9) "Millete mal olmuş inkılapları muhafaza edeceğiz, millete mal olmamış inkılapları tasfiye edeceğiz." (Nitekim Arapça ezan yasağı millete mal olmamış inkılaplardan olduğu için kaldırılmıştır.)
10) "Türk milleti Müslüman'dır ve Müslüman kalacaktır. Bu memlekette din hürriyetine tecavüz etmek kimsenin haddi değildir. Hakiki mümin ve samimi Müslüman olanlar din hürriyetinden tamamen emin olabilirler."
Merhum Menderes'in Demokrat Parti Meclis grubunda yaptığı bir konuşmada "Siz isterseniz hilafeti bile geri getirebilirsiniz." sözü de bunlara dahil edilmeye çalışılmıştır. Ancak o sözün manası başkadır. Kastını aşmıştır.
Menderes, Meclis'in şahs-ı manevisine, yani manevi kişiliğine emanet edilmiş olan hilafeti geri getirebilirsiniz derken, gücünüz o kadar büyük ki, bunu bile yapabilirsiniz, bu gücünüzü tanıyorum demek istemiştir. Gerçekten de 1955 yılında söylenmiştir bu söz ve o tarihte DP grubu Meclis'in yaklaşık yüzde 80'ine hakimdir. O grup ki, bakanları istifa ettirmiş, hatta hükümeti düşürmek üzeredir. işte böyle bir ortamda kürsüye çıkan Menderes, gruba, elinde ne büyük bir gücü tuttuğunu ifade etmek ihtiyacını duymuş, bu gücü doğru kullanmaları uyarısını yapmış, ancak sonradan bu söz CHP'li muhalifleri tarafından başka mecralara çekilmiştir.

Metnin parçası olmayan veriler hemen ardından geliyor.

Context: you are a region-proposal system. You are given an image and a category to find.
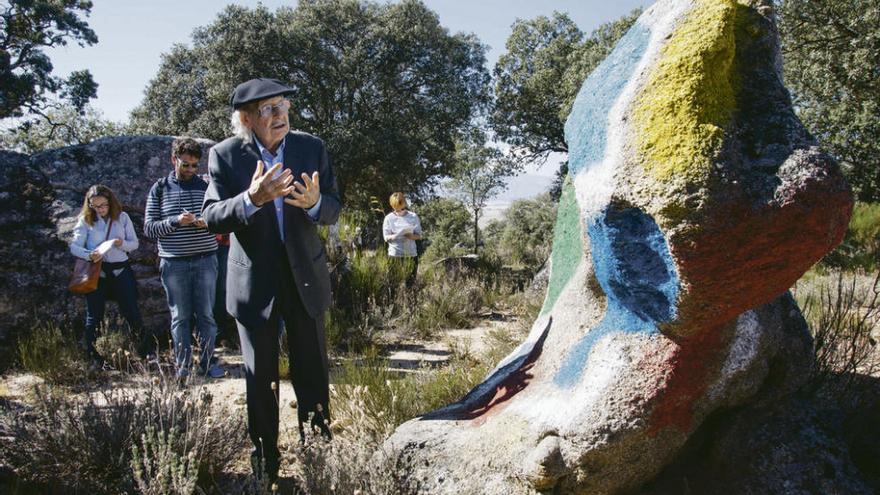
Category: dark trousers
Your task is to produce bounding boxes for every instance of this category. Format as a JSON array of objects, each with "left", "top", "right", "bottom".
[
  {"left": 390, "top": 256, "right": 419, "bottom": 288},
  {"left": 84, "top": 262, "right": 153, "bottom": 358},
  {"left": 238, "top": 256, "right": 330, "bottom": 477},
  {"left": 214, "top": 244, "right": 236, "bottom": 342}
]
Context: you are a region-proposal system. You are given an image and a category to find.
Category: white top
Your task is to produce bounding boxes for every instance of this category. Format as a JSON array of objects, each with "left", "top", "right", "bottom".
[
  {"left": 70, "top": 211, "right": 138, "bottom": 263},
  {"left": 382, "top": 210, "right": 422, "bottom": 257}
]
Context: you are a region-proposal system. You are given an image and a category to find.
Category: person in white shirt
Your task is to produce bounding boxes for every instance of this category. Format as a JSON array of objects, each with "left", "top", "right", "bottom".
[
  {"left": 70, "top": 185, "right": 146, "bottom": 368},
  {"left": 382, "top": 192, "right": 422, "bottom": 287}
]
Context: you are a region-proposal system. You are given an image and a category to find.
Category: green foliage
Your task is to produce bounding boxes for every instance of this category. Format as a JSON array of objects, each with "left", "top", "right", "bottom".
[
  {"left": 0, "top": 104, "right": 124, "bottom": 154},
  {"left": 0, "top": 371, "right": 247, "bottom": 494},
  {"left": 490, "top": 10, "right": 641, "bottom": 165},
  {"left": 16, "top": 323, "right": 86, "bottom": 384},
  {"left": 331, "top": 352, "right": 489, "bottom": 442},
  {"left": 0, "top": 0, "right": 98, "bottom": 118},
  {"left": 413, "top": 198, "right": 471, "bottom": 260},
  {"left": 95, "top": 327, "right": 136, "bottom": 370},
  {"left": 325, "top": 249, "right": 409, "bottom": 349},
  {"left": 822, "top": 202, "right": 880, "bottom": 271},
  {"left": 449, "top": 138, "right": 518, "bottom": 253},
  {"left": 778, "top": 0, "right": 880, "bottom": 202},
  {"left": 132, "top": 0, "right": 490, "bottom": 205},
  {"left": 131, "top": 426, "right": 199, "bottom": 495},
  {"left": 405, "top": 269, "right": 484, "bottom": 338},
  {"left": 793, "top": 271, "right": 880, "bottom": 402},
  {"left": 497, "top": 193, "right": 556, "bottom": 274}
]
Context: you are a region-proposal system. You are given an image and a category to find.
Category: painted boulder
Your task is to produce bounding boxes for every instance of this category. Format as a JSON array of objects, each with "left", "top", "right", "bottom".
[{"left": 382, "top": 0, "right": 852, "bottom": 494}]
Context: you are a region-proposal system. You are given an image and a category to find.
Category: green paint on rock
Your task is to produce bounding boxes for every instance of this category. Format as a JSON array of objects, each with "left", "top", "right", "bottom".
[{"left": 541, "top": 176, "right": 583, "bottom": 316}]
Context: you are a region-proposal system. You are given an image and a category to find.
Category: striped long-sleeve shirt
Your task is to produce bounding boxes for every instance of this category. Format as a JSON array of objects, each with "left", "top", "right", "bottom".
[{"left": 144, "top": 172, "right": 217, "bottom": 258}]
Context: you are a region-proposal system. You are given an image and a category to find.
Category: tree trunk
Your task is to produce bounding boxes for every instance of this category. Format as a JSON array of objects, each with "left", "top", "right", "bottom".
[{"left": 474, "top": 209, "right": 480, "bottom": 254}]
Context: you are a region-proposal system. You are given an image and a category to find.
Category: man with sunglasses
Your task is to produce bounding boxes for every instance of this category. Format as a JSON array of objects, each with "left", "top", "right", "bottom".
[
  {"left": 144, "top": 137, "right": 226, "bottom": 380},
  {"left": 203, "top": 78, "right": 342, "bottom": 481}
]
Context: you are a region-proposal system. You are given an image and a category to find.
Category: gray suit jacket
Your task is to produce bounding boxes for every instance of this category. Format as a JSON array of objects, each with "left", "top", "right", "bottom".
[{"left": 202, "top": 132, "right": 342, "bottom": 328}]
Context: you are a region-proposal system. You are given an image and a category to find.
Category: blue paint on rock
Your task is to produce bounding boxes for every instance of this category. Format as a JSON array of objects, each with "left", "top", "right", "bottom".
[
  {"left": 565, "top": 22, "right": 651, "bottom": 177},
  {"left": 553, "top": 206, "right": 679, "bottom": 387}
]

17 Eylül 1961 günü imralı'da idam edilen Menderes, bir siyasi düşünür olarak henüz incelenmiş değildir. Onun konuşmaları bir külliyat halinde yayımlandığı zaman yalnız hitabetiyle değil, düşünür ve siyasetçi kimliğiyle de yakın tarihimizde durduğu yeri daha sağlıklı bir şekilde değerlendirmek imkânına kavuşacağımızdan eminim.
"halka rağmencilerin" pek hoşuna gitmeyen, halkın ne istediğinin daha önemli olduğu gerçeğini kabul etmeyen, halkı adam etmek, hizaya sokmak gibi görevlerinin olduğunu düşünen, tartışılmaz, değiştirilmez, değiştirilmesi teklif dahi edilemeyen kanunları savunan ayarsızları rahatsız eden cümle.

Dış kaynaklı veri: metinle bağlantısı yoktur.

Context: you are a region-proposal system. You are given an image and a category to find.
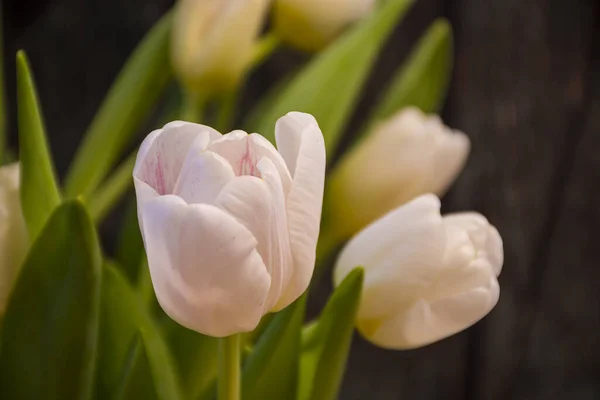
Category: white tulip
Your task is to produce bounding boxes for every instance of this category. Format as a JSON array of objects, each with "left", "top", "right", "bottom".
[
  {"left": 328, "top": 108, "right": 470, "bottom": 236},
  {"left": 273, "top": 0, "right": 375, "bottom": 51},
  {"left": 0, "top": 163, "right": 28, "bottom": 315},
  {"left": 171, "top": 0, "right": 271, "bottom": 93},
  {"left": 334, "top": 194, "right": 504, "bottom": 349},
  {"left": 133, "top": 112, "right": 325, "bottom": 337}
]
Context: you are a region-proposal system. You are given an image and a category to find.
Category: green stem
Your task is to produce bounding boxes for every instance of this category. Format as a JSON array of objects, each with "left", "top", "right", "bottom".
[
  {"left": 0, "top": 7, "right": 6, "bottom": 165},
  {"left": 217, "top": 334, "right": 241, "bottom": 400},
  {"left": 216, "top": 90, "right": 238, "bottom": 133},
  {"left": 181, "top": 92, "right": 207, "bottom": 123},
  {"left": 250, "top": 31, "right": 281, "bottom": 67},
  {"left": 88, "top": 151, "right": 137, "bottom": 222}
]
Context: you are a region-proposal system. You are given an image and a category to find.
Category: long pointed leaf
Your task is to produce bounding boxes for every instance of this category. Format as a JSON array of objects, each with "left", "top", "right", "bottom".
[
  {"left": 0, "top": 200, "right": 101, "bottom": 400},
  {"left": 242, "top": 295, "right": 306, "bottom": 400},
  {"left": 65, "top": 13, "right": 172, "bottom": 197},
  {"left": 364, "top": 19, "right": 452, "bottom": 128},
  {"left": 17, "top": 51, "right": 60, "bottom": 240},
  {"left": 0, "top": 12, "right": 7, "bottom": 165},
  {"left": 162, "top": 316, "right": 219, "bottom": 399},
  {"left": 95, "top": 264, "right": 181, "bottom": 400},
  {"left": 298, "top": 268, "right": 364, "bottom": 400},
  {"left": 247, "top": 0, "right": 413, "bottom": 156}
]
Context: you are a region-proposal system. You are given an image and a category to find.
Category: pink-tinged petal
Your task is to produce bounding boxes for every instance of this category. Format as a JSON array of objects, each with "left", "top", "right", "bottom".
[
  {"left": 173, "top": 151, "right": 235, "bottom": 204},
  {"left": 249, "top": 133, "right": 292, "bottom": 195},
  {"left": 275, "top": 112, "right": 326, "bottom": 307},
  {"left": 215, "top": 158, "right": 292, "bottom": 311},
  {"left": 141, "top": 195, "right": 271, "bottom": 337},
  {"left": 133, "top": 121, "right": 223, "bottom": 195},
  {"left": 428, "top": 129, "right": 471, "bottom": 196}
]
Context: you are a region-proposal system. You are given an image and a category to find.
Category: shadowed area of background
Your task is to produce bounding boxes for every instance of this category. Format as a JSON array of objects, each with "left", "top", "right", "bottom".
[{"left": 3, "top": 0, "right": 600, "bottom": 400}]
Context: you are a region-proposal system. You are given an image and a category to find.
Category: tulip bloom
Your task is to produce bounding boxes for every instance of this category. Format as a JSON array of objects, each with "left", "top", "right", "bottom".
[
  {"left": 171, "top": 0, "right": 270, "bottom": 93},
  {"left": 273, "top": 0, "right": 375, "bottom": 51},
  {"left": 334, "top": 194, "right": 504, "bottom": 349},
  {"left": 327, "top": 108, "right": 470, "bottom": 237},
  {"left": 133, "top": 113, "right": 325, "bottom": 336},
  {"left": 0, "top": 163, "right": 27, "bottom": 315}
]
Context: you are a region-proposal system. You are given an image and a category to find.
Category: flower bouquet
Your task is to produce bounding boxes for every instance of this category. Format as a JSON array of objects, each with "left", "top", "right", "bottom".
[{"left": 0, "top": 0, "right": 503, "bottom": 400}]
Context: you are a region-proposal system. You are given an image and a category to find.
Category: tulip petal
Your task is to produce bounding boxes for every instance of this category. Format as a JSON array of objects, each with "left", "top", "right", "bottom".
[
  {"left": 358, "top": 260, "right": 500, "bottom": 349},
  {"left": 333, "top": 194, "right": 446, "bottom": 319},
  {"left": 444, "top": 212, "right": 504, "bottom": 276},
  {"left": 173, "top": 151, "right": 235, "bottom": 204},
  {"left": 215, "top": 158, "right": 292, "bottom": 310},
  {"left": 141, "top": 195, "right": 270, "bottom": 337},
  {"left": 133, "top": 121, "right": 220, "bottom": 195},
  {"left": 275, "top": 112, "right": 326, "bottom": 308}
]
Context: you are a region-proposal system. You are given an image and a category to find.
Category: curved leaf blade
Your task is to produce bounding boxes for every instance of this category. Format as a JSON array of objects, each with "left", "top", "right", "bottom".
[
  {"left": 0, "top": 200, "right": 101, "bottom": 400},
  {"left": 370, "top": 18, "right": 453, "bottom": 128},
  {"left": 17, "top": 50, "right": 60, "bottom": 240},
  {"left": 95, "top": 264, "right": 181, "bottom": 400},
  {"left": 298, "top": 268, "right": 364, "bottom": 400},
  {"left": 115, "top": 332, "right": 159, "bottom": 400},
  {"left": 65, "top": 13, "right": 172, "bottom": 197}
]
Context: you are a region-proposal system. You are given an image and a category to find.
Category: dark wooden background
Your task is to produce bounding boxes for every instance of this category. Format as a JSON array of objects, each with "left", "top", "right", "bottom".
[{"left": 4, "top": 0, "right": 600, "bottom": 400}]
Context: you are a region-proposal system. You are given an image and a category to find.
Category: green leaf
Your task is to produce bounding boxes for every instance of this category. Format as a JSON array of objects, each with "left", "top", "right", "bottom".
[
  {"left": 116, "top": 196, "right": 145, "bottom": 286},
  {"left": 17, "top": 50, "right": 60, "bottom": 240},
  {"left": 370, "top": 19, "right": 452, "bottom": 128},
  {"left": 248, "top": 0, "right": 413, "bottom": 156},
  {"left": 115, "top": 332, "right": 159, "bottom": 400},
  {"left": 65, "top": 13, "right": 172, "bottom": 197},
  {"left": 242, "top": 295, "right": 306, "bottom": 400},
  {"left": 95, "top": 264, "right": 182, "bottom": 400},
  {"left": 162, "top": 316, "right": 219, "bottom": 399},
  {"left": 298, "top": 268, "right": 364, "bottom": 400},
  {"left": 0, "top": 200, "right": 102, "bottom": 400},
  {"left": 89, "top": 152, "right": 137, "bottom": 222}
]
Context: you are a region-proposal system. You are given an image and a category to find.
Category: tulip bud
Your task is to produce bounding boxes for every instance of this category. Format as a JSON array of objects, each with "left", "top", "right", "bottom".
[
  {"left": 273, "top": 0, "right": 375, "bottom": 51},
  {"left": 133, "top": 113, "right": 325, "bottom": 336},
  {"left": 0, "top": 163, "right": 27, "bottom": 315},
  {"left": 326, "top": 108, "right": 470, "bottom": 237},
  {"left": 334, "top": 194, "right": 504, "bottom": 349},
  {"left": 172, "top": 0, "right": 270, "bottom": 93}
]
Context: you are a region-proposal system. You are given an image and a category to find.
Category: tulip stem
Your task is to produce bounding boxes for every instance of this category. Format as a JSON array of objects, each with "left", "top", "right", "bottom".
[
  {"left": 251, "top": 32, "right": 281, "bottom": 67},
  {"left": 311, "top": 223, "right": 347, "bottom": 285},
  {"left": 88, "top": 152, "right": 137, "bottom": 223},
  {"left": 181, "top": 92, "right": 207, "bottom": 123},
  {"left": 217, "top": 334, "right": 241, "bottom": 400},
  {"left": 216, "top": 89, "right": 237, "bottom": 133}
]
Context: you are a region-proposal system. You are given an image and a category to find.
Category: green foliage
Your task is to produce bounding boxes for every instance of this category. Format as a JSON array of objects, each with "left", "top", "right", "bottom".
[
  {"left": 65, "top": 13, "right": 172, "bottom": 198},
  {"left": 17, "top": 51, "right": 60, "bottom": 240},
  {"left": 242, "top": 294, "right": 306, "bottom": 400},
  {"left": 369, "top": 19, "right": 452, "bottom": 131},
  {"left": 298, "top": 268, "right": 364, "bottom": 400},
  {"left": 114, "top": 332, "right": 160, "bottom": 400},
  {"left": 0, "top": 200, "right": 101, "bottom": 400},
  {"left": 95, "top": 264, "right": 181, "bottom": 400},
  {"left": 247, "top": 0, "right": 412, "bottom": 157}
]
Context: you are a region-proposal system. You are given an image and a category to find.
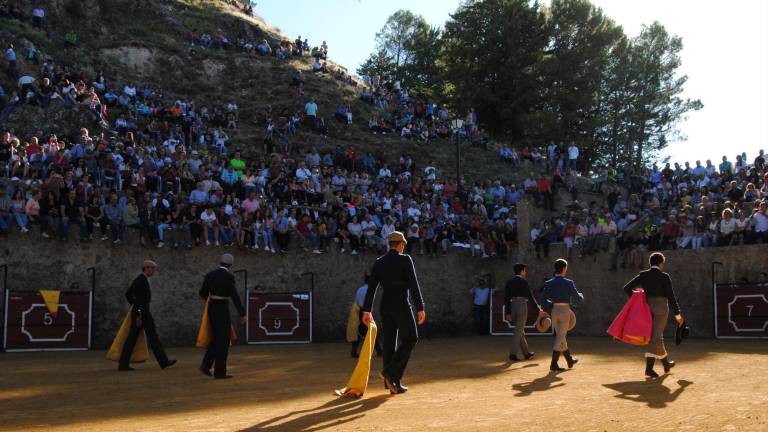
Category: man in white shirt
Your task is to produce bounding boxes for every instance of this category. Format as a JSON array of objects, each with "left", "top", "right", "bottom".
[
  {"left": 379, "top": 164, "right": 392, "bottom": 179},
  {"left": 406, "top": 201, "right": 421, "bottom": 222},
  {"left": 296, "top": 162, "right": 312, "bottom": 183},
  {"left": 568, "top": 141, "right": 579, "bottom": 171}
]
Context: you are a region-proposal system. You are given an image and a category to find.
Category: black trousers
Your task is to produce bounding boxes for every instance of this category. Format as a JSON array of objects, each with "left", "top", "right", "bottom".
[
  {"left": 381, "top": 306, "right": 419, "bottom": 382},
  {"left": 120, "top": 309, "right": 168, "bottom": 367},
  {"left": 202, "top": 300, "right": 232, "bottom": 377}
]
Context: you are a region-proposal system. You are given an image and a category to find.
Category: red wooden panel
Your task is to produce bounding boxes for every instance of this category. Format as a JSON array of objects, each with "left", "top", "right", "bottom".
[
  {"left": 4, "top": 291, "right": 91, "bottom": 351},
  {"left": 248, "top": 292, "right": 312, "bottom": 344}
]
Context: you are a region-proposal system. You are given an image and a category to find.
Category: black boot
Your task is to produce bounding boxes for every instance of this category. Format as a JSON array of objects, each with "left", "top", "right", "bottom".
[
  {"left": 645, "top": 357, "right": 659, "bottom": 378},
  {"left": 661, "top": 356, "right": 675, "bottom": 373},
  {"left": 549, "top": 351, "right": 565, "bottom": 372},
  {"left": 563, "top": 350, "right": 579, "bottom": 369}
]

halk ne isterse o olur, halka rağmen hiç bir şey yapamazsınız, yapmaya çalışırsanız başarılı olamazsınız, zaten gittiğiniz yol da demokrasi yolu değil darbeler yoluna çıkar. sonra ağlayıp sızlanmanın gereği yok.
halk isterse şeriat gelir, çok doğru ama bu halk şu anda şeriatı istemiyor. sadece laiklikten ve kemalizmden bıkmış bir halk var. şeriattan korkuyor bu halk. ezan okunduğunda sokaklarda dolaşan müslüman, şeriatı sevmez. ezan okunduğunda namazını kılmaya koşan insanlar şeriatı laikliğe tercih eder.

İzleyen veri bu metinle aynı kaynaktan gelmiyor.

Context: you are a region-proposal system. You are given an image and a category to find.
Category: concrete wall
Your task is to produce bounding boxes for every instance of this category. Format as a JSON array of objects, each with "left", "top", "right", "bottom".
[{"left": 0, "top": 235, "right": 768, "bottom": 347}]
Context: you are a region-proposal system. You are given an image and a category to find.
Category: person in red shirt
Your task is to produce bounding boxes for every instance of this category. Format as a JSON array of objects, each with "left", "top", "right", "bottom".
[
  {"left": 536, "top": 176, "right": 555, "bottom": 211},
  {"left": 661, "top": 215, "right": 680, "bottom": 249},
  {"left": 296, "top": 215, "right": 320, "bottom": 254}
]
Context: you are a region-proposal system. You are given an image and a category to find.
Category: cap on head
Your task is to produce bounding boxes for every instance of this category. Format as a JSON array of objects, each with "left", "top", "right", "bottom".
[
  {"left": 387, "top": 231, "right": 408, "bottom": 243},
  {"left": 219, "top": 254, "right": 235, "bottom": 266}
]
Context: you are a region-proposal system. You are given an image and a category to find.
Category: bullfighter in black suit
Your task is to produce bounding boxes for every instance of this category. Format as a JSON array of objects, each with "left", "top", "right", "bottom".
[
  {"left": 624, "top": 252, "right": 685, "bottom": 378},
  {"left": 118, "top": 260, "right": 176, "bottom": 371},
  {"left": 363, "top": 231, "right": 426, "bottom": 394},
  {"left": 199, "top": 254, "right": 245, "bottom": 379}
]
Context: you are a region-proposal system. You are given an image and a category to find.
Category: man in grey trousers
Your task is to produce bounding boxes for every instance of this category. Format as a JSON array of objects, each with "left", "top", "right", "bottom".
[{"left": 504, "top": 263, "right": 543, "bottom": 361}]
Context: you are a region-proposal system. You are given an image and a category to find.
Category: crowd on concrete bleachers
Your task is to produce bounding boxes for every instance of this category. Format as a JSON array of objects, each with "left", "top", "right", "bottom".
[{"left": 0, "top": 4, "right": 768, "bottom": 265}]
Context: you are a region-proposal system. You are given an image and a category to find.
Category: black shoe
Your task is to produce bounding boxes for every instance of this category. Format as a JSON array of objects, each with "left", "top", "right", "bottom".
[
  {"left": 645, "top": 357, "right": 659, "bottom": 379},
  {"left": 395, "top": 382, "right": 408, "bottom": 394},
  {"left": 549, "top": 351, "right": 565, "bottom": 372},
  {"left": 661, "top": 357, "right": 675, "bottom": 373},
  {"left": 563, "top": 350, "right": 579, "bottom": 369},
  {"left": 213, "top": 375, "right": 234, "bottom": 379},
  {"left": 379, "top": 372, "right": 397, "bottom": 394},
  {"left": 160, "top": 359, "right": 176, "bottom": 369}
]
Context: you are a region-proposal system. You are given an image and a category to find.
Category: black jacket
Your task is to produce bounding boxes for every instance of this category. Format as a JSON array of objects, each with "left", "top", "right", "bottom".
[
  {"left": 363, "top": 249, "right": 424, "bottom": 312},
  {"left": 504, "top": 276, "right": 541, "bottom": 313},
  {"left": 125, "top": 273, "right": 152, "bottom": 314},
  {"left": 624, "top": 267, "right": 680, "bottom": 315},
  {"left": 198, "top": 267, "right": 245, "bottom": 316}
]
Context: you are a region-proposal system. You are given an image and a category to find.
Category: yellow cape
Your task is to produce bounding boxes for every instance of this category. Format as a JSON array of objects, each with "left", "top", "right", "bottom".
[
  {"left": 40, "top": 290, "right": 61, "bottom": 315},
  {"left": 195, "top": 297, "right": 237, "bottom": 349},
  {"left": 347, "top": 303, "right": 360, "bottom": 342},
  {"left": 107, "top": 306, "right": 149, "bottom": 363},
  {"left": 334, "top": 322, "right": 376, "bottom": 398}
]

asıl önemli olan, bu halkın islam'dan nasıl koparıldığıdır. camiler yetim kaldı, laiklerin korkusu budur, halkın yeniden camilere akın etmesi ihtimali korkutuyor onları. kıyı kesimlerde yaşanan laiklik denize ne kadar yakın değil mi? ıslandı ıslanacak.
atatürk ilke ve inkılaplarına sahip çıktıklarını, atatürk'ü örnek aldıklarını söyleyen, ömrü darbecilikle geçen sıradan, basit, nitelik kaybetmiş demokrasi düşmanı kimseler.